Ventura - Ultima Necat

 

J’avais trouvé We Recruit, leur album précédent, sans grand intérêt. Les chansons y tournaient en rond sans but ni originalité du début à la fin. Les paroles étaient insignifiantes et enclines à une provocation inutile dans le meilleur des cas, au pire de mauvais goût avec par exemple un « 24000 people die everyday … fuck them all » mis en valeur pompeusement comme s’il s’agissait d’une révélation universelle. Une forme de rébellion adolescente mal placée, un peu particulière. A cela il fallait ajouter le traitement du son qui écrasait et arrondissait beaucoup trop guitares et batterie, comme si un ingé son en stage s'était endormi sur la compression. Finalement le tout me semblait gonflé au botox comme les lèvres d’une couguar. Album artificiel.

Pour Ultima Necat, Ventura a repris exactement les mêmes ingrédients, sauf que cette fois, ça marche parfaitement. L'esthétique est pourtant très similaire : même nappes de guitares – plus épaisses encore, peut-être – sonorités rondes et larsen en retenue, titres lents et chant posé, avec une fois de plus Serge Morattel pour passer le polish. Mais l’effet produit est pour le coup radicalement différent. Ventura a réussi à créer une atmosphère réellement lourde et pleine de désespoir. Et de cela, on est prévenu dès le début : le premier titre instrumental "About to Despair" annonce la couleur. Il est joué au ralenti, laissant longtemps sonner les quelques accords dont il est composé.

 

Ventura – Ultima Necat

 

Par la suite, avec une musique simple et des paroles finalement assez rares, le groupe remplit le vide et emporte l’auditeur dans une spirale de noirceur. Frustration et espoirs déçus. Il faut dire que l'album a été composé à un moment ou le groupe n'était pas au mieux de sa forme. Et pourtant, paradoxalement, si les paroles et le rythme pesant sont oppressants, on ne peut s'empêcher de se sentir exalté, apaisé.

"Little Wolf" et ses larsens de fond sont un exemple parfait de la maîtrise de Ventura en matière de composition. Ca commence doucement, puis ça s’emporte et finit par bifurquer brutalement, ce qui est souligné par le chant : « We’re drifting », comme si dans son désespoir le groupe se laissait partir à la dérive sans pouvoir se retenir. Et pourtant il avait essayé d'être rassurant, au départ, en chantant ‘‘It will be alright’’ et autres, mais on ne le croyait déjà plus.
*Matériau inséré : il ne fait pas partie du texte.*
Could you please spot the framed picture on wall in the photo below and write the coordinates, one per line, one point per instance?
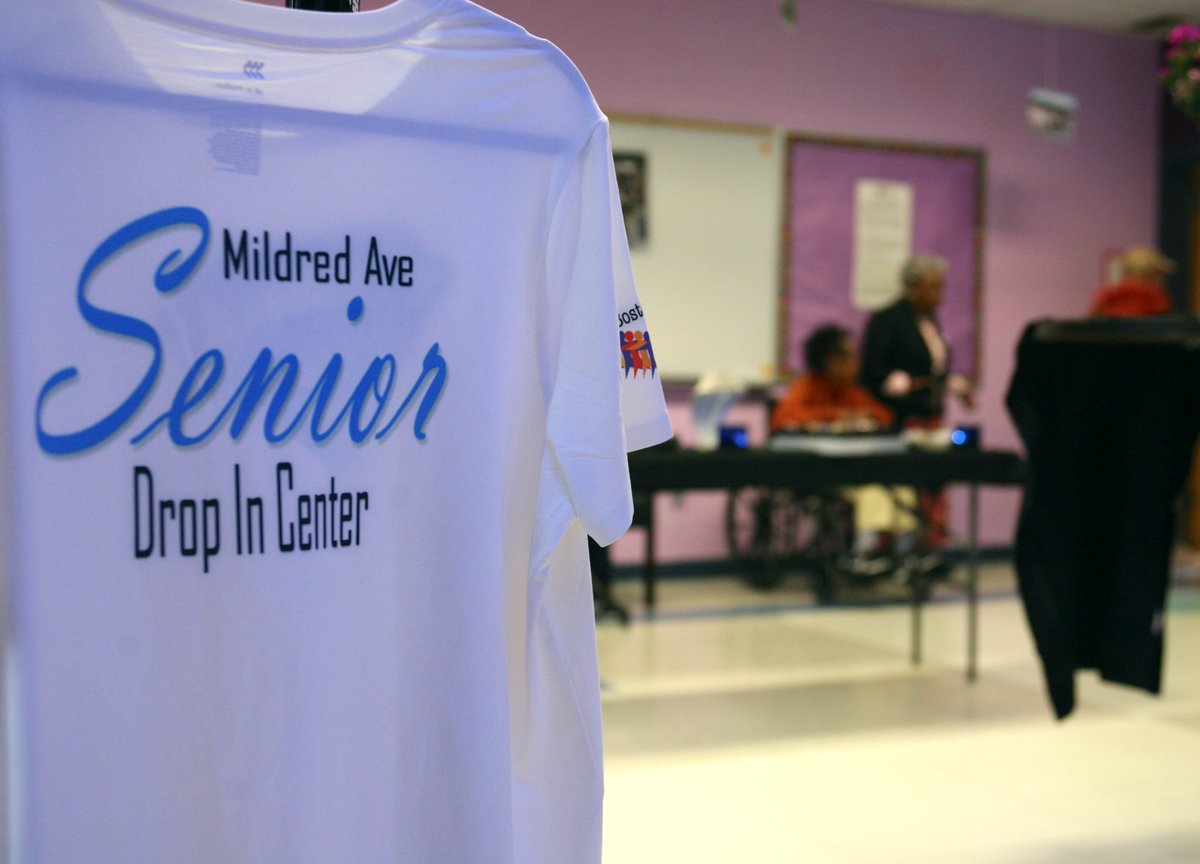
(855, 211)
(631, 186)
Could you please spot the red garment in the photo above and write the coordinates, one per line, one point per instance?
(816, 400)
(1131, 298)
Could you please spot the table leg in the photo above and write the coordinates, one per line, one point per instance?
(651, 571)
(972, 581)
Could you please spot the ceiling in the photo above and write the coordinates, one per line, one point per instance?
(1150, 18)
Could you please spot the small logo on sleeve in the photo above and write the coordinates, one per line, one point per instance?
(636, 354)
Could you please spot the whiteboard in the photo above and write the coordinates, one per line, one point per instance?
(708, 271)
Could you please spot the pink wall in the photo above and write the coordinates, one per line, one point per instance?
(879, 70)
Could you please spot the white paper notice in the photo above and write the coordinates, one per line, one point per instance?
(882, 240)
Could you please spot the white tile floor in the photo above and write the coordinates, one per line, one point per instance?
(754, 727)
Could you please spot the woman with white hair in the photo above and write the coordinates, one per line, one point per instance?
(906, 365)
(906, 360)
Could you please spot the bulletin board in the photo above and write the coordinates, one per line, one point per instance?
(853, 210)
(703, 217)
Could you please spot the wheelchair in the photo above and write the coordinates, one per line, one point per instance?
(774, 532)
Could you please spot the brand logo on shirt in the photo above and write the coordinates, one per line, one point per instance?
(636, 354)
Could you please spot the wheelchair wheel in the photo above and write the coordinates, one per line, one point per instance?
(761, 526)
(829, 541)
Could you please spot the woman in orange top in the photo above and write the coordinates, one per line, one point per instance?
(829, 396)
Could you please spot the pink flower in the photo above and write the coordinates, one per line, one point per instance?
(1183, 33)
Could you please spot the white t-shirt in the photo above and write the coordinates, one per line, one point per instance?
(312, 389)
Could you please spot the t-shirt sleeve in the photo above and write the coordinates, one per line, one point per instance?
(605, 393)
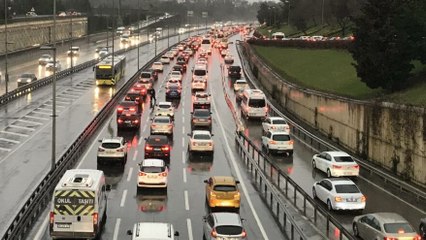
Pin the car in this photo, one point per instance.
(26, 78)
(201, 142)
(44, 59)
(339, 194)
(112, 150)
(275, 124)
(157, 146)
(153, 230)
(222, 191)
(164, 109)
(173, 92)
(383, 225)
(234, 71)
(158, 66)
(240, 84)
(201, 118)
(277, 142)
(51, 66)
(335, 164)
(201, 100)
(228, 59)
(223, 225)
(152, 174)
(73, 51)
(161, 125)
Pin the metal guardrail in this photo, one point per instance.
(320, 145)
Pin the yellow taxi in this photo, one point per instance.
(222, 191)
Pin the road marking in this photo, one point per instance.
(129, 176)
(189, 225)
(185, 193)
(14, 133)
(116, 229)
(238, 172)
(123, 198)
(9, 140)
(184, 175)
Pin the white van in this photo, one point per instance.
(253, 104)
(153, 230)
(79, 205)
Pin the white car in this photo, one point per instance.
(240, 84)
(339, 194)
(200, 141)
(162, 125)
(277, 142)
(164, 109)
(152, 173)
(275, 124)
(112, 150)
(158, 66)
(335, 164)
(165, 59)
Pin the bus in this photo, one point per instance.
(109, 73)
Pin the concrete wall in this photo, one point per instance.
(392, 136)
(38, 32)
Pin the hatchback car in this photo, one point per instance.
(222, 191)
(157, 146)
(223, 225)
(335, 164)
(152, 174)
(277, 142)
(383, 226)
(339, 194)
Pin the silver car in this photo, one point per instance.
(223, 225)
(383, 226)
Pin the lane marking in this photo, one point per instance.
(238, 172)
(184, 175)
(189, 225)
(123, 198)
(116, 229)
(185, 193)
(129, 176)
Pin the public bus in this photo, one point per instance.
(109, 73)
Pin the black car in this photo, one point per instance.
(157, 146)
(201, 118)
(173, 91)
(234, 71)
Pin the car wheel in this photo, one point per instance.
(356, 231)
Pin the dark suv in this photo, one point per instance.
(234, 71)
(201, 118)
(157, 146)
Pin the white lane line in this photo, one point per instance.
(9, 140)
(189, 225)
(38, 118)
(185, 193)
(238, 172)
(123, 198)
(116, 229)
(14, 133)
(129, 176)
(184, 175)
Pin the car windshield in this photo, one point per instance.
(343, 159)
(229, 230)
(111, 145)
(152, 169)
(398, 228)
(346, 188)
(225, 188)
(281, 137)
(202, 136)
(257, 103)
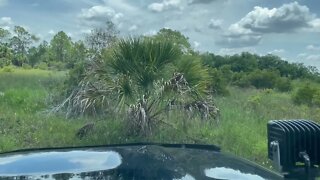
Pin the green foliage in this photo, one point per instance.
(195, 73)
(218, 84)
(283, 84)
(8, 69)
(263, 79)
(26, 66)
(175, 37)
(42, 66)
(143, 60)
(306, 94)
(60, 47)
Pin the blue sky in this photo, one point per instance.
(286, 28)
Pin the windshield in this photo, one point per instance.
(99, 72)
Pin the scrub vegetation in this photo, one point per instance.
(107, 89)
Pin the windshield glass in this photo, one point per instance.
(99, 72)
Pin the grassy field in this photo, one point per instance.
(26, 123)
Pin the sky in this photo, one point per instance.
(289, 29)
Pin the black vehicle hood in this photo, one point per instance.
(129, 162)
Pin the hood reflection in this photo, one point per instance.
(59, 162)
(227, 173)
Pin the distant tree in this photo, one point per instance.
(78, 54)
(175, 36)
(38, 54)
(61, 46)
(102, 37)
(20, 44)
(245, 62)
(4, 36)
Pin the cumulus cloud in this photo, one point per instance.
(215, 24)
(164, 5)
(231, 51)
(133, 28)
(313, 47)
(276, 51)
(288, 18)
(6, 22)
(239, 41)
(201, 1)
(309, 57)
(3, 3)
(51, 32)
(150, 33)
(99, 14)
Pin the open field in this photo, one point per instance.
(26, 123)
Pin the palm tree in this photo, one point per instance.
(142, 77)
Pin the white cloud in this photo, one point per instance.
(215, 23)
(288, 18)
(309, 57)
(51, 32)
(6, 22)
(231, 51)
(277, 51)
(3, 3)
(201, 1)
(133, 28)
(239, 41)
(150, 33)
(99, 14)
(164, 5)
(312, 47)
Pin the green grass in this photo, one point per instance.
(25, 122)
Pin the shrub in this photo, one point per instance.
(305, 95)
(8, 69)
(283, 84)
(240, 79)
(42, 66)
(263, 79)
(26, 66)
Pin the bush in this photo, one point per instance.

Un autre aspect du talent de Ventura s’exprime dans la trilogie "Body Language", "Intruder" et "Amputee". "Amputee" est à la fois le pivot de l’album et son point d'orgue. S'étalant sur plus de 11 minutes, elle prend aux tripes dès le départ et ce n'est pas sa longue partie instrumentale qui fait baisser la tension qui a été installée dès le départ, bien au contraire. Cette chanson, comme l'album entier d'ailleurs, agit comme un filtre dans notre perception du monde extérieur. A la différence de la musique inoffensive, elle influe sur notre humeur, change notre état d'esprit. Peut-être pas pendant longtemps, mais peu importe. Et peu importe que la fin du disque soit plus anecdotique : avec Ultima Necat, Ventura réussit à donner du ressenti, à soumettre une musique qui a une âme. Et ça, à tout point de vue, il n'y a pas à tortiller, vous pouvez vérifier dans le dictionnaire, c'est de l'art.